|85% of container activity at Singapore relates to transhipment; 30% at Rotterdam
Global container shipping activity
is back above pre-crisis levels. Meanwhile, because of the high level of China's
exports to the US and Europe, an estimated 21% of containers return empty.
Deutsche Bank Research in
a paper published on Monday, says that global container throughput rose by
at least 11% last year, after declining for the first time ever in 2009 (-9%).

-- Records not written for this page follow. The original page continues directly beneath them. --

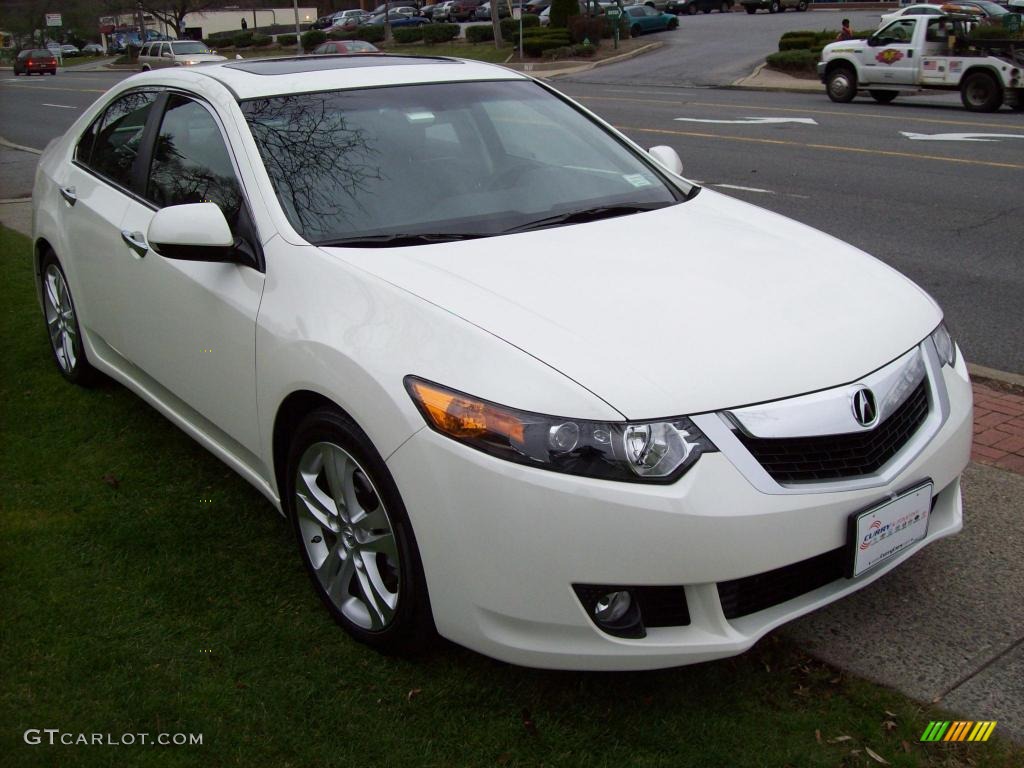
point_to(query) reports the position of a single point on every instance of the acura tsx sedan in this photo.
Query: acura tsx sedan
(510, 377)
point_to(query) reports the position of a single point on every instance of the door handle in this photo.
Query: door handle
(135, 241)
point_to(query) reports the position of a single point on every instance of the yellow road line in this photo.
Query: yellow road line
(872, 116)
(829, 147)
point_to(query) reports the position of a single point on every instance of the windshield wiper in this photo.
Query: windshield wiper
(396, 241)
(587, 214)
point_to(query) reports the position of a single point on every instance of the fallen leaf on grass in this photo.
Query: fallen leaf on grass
(527, 722)
(875, 756)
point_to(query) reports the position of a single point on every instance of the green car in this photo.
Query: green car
(644, 18)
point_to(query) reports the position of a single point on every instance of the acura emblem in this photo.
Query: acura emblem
(864, 409)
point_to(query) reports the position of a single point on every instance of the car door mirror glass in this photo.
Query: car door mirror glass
(193, 231)
(667, 157)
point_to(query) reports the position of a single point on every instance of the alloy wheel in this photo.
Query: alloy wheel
(348, 536)
(60, 321)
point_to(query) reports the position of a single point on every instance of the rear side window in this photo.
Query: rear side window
(111, 143)
(190, 163)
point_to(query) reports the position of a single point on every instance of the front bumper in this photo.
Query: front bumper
(502, 546)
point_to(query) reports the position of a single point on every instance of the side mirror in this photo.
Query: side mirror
(667, 157)
(196, 231)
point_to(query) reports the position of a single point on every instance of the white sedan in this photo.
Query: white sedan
(919, 9)
(509, 376)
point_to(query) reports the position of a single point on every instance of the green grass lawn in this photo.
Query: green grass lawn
(144, 588)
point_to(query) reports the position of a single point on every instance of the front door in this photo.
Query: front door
(193, 324)
(890, 57)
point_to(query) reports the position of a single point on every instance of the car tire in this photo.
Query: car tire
(367, 570)
(62, 328)
(842, 84)
(981, 92)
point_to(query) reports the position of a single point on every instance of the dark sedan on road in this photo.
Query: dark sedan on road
(36, 59)
(644, 18)
(694, 6)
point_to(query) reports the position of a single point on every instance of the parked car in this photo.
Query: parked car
(644, 18)
(694, 6)
(35, 59)
(345, 46)
(466, 431)
(773, 6)
(918, 9)
(396, 18)
(176, 53)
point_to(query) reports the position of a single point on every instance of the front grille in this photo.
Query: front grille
(840, 456)
(751, 594)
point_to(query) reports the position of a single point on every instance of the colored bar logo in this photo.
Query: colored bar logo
(958, 730)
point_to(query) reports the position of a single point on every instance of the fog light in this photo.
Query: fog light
(611, 607)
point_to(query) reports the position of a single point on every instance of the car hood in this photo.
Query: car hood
(710, 304)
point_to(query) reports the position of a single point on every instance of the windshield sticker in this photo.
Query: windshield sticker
(637, 180)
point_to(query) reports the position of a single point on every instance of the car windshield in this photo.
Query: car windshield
(445, 159)
(188, 46)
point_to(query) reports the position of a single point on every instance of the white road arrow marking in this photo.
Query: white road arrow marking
(752, 121)
(960, 136)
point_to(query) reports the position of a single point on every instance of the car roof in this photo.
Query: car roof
(256, 78)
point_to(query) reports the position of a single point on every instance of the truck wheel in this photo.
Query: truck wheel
(980, 92)
(842, 84)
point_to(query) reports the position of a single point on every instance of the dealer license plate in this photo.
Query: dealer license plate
(884, 531)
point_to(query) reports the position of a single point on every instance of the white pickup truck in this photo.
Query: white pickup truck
(927, 52)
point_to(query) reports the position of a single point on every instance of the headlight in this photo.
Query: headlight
(647, 451)
(944, 345)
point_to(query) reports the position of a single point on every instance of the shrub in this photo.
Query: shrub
(481, 34)
(312, 38)
(561, 10)
(796, 43)
(586, 28)
(794, 60)
(408, 34)
(439, 33)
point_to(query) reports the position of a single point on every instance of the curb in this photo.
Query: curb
(11, 145)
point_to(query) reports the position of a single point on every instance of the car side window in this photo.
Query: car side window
(111, 144)
(190, 163)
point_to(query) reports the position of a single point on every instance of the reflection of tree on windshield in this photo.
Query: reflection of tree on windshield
(317, 160)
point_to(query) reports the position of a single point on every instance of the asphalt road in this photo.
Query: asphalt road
(719, 48)
(948, 214)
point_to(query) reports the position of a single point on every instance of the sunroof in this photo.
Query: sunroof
(333, 61)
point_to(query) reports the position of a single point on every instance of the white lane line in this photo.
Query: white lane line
(960, 136)
(743, 188)
(751, 121)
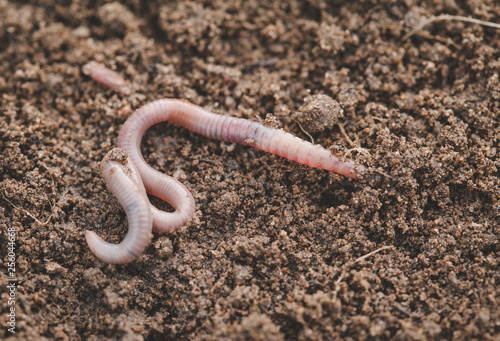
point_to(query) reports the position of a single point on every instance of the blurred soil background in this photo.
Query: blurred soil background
(276, 249)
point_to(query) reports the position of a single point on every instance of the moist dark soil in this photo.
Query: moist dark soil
(276, 250)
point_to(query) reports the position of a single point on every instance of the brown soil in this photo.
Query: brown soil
(274, 250)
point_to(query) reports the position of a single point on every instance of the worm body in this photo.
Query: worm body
(201, 121)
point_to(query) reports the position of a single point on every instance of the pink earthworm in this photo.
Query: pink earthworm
(206, 123)
(125, 183)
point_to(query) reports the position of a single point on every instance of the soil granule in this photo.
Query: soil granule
(275, 250)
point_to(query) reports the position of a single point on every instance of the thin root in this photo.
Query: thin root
(448, 17)
(349, 264)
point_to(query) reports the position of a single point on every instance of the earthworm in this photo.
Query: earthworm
(125, 183)
(206, 123)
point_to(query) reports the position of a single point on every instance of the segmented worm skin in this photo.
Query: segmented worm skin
(125, 183)
(201, 121)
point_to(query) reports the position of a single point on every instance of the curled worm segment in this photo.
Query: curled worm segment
(206, 123)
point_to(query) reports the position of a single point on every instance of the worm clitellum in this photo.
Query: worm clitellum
(206, 123)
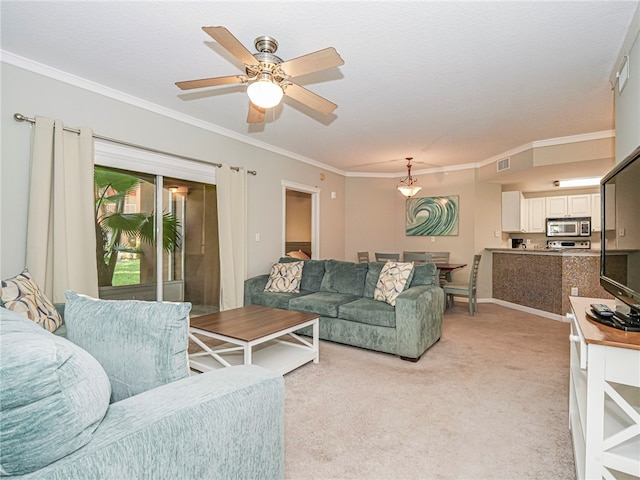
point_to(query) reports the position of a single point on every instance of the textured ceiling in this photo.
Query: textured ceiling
(447, 83)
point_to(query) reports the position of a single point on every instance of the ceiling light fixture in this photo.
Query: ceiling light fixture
(578, 182)
(407, 185)
(264, 92)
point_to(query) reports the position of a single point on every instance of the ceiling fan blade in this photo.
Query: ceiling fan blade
(312, 62)
(211, 82)
(256, 114)
(232, 44)
(309, 98)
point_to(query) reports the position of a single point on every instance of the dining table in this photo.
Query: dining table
(447, 268)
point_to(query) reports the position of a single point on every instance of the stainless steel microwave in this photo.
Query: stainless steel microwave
(569, 227)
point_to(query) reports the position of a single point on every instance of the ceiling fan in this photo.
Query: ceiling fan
(268, 76)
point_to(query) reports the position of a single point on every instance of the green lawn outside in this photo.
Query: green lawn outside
(127, 273)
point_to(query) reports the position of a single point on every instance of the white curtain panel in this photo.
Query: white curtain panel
(61, 239)
(231, 187)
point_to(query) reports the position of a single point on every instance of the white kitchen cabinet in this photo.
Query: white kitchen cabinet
(579, 205)
(568, 206)
(514, 212)
(537, 215)
(604, 397)
(556, 206)
(596, 207)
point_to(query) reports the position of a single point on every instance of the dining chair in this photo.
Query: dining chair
(468, 290)
(385, 257)
(363, 257)
(416, 257)
(442, 257)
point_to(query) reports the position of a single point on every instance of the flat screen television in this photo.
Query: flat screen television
(620, 249)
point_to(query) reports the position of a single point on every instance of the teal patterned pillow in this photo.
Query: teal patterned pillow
(22, 295)
(393, 279)
(285, 277)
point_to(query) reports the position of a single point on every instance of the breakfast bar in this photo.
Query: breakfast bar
(544, 279)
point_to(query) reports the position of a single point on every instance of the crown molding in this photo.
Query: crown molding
(50, 72)
(53, 73)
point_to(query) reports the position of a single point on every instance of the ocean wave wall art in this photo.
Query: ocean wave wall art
(432, 216)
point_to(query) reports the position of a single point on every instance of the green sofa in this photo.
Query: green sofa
(342, 294)
(136, 412)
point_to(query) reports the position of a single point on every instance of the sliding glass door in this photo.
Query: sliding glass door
(133, 211)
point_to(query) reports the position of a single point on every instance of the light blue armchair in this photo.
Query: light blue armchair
(59, 420)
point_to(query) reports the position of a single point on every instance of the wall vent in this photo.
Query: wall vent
(503, 164)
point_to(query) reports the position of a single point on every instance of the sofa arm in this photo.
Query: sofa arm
(227, 423)
(418, 319)
(254, 285)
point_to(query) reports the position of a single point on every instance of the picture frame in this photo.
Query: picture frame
(432, 216)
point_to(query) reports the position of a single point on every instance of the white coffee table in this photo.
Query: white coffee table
(254, 335)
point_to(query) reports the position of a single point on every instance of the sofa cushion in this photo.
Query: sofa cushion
(141, 345)
(423, 274)
(394, 277)
(324, 304)
(344, 277)
(371, 280)
(285, 277)
(369, 311)
(53, 396)
(312, 273)
(275, 299)
(22, 295)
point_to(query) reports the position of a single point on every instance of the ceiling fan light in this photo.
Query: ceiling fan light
(264, 93)
(409, 190)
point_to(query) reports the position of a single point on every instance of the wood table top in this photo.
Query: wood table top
(251, 322)
(597, 333)
(450, 266)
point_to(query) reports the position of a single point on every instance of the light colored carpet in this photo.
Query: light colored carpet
(488, 401)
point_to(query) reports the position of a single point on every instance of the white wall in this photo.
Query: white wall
(33, 94)
(627, 102)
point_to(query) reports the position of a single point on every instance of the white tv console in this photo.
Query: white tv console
(604, 396)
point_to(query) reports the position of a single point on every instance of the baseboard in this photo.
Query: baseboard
(515, 306)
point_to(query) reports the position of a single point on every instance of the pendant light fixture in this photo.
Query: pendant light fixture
(407, 185)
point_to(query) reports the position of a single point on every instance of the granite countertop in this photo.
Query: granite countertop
(544, 251)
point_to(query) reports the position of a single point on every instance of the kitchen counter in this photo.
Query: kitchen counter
(543, 279)
(545, 251)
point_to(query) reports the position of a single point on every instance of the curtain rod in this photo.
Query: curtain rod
(18, 117)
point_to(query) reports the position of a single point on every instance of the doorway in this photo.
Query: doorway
(300, 222)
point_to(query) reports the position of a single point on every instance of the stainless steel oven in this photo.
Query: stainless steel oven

The level of global container throughput was thus higher again than before the
crisis. The reasons for the recovery were the stockbuilding of industrial goods
and the rapid upturn in Asia above all. 2011 will probably see container
throughput increase by 7%.
DBR says about 12% of the fleet was
out of service during the Great Recession compared with 2% at last count. In the
meantime, prices (rates) have recovered, but they are still well below their
pre-crisis record levels.
Although the next few years will see
additional capacity introduced into the market - - and especially in the very
large container ship segment - - demand is likely to grow faster than supply on
average until 2015. Economist, Eric Heymann, says the problem of overcapacity
will therefore be mitigated. In both 2011 and 2012 charter rates could rise
by significant double-digit amounts.
Heymann says rising incomes in
important emerging markets - - above all in China - - may also enable the
sector to mitigate the problem of unequal flows and thus reduce the share of
empty container journeys (2009: 21%); this would result in considerable cost
savings. To date, on routes from China to Europe and the US the share of laden
containers is higher than on the return leg.
The status quo is positive for
freight rates paid by European and American exporters.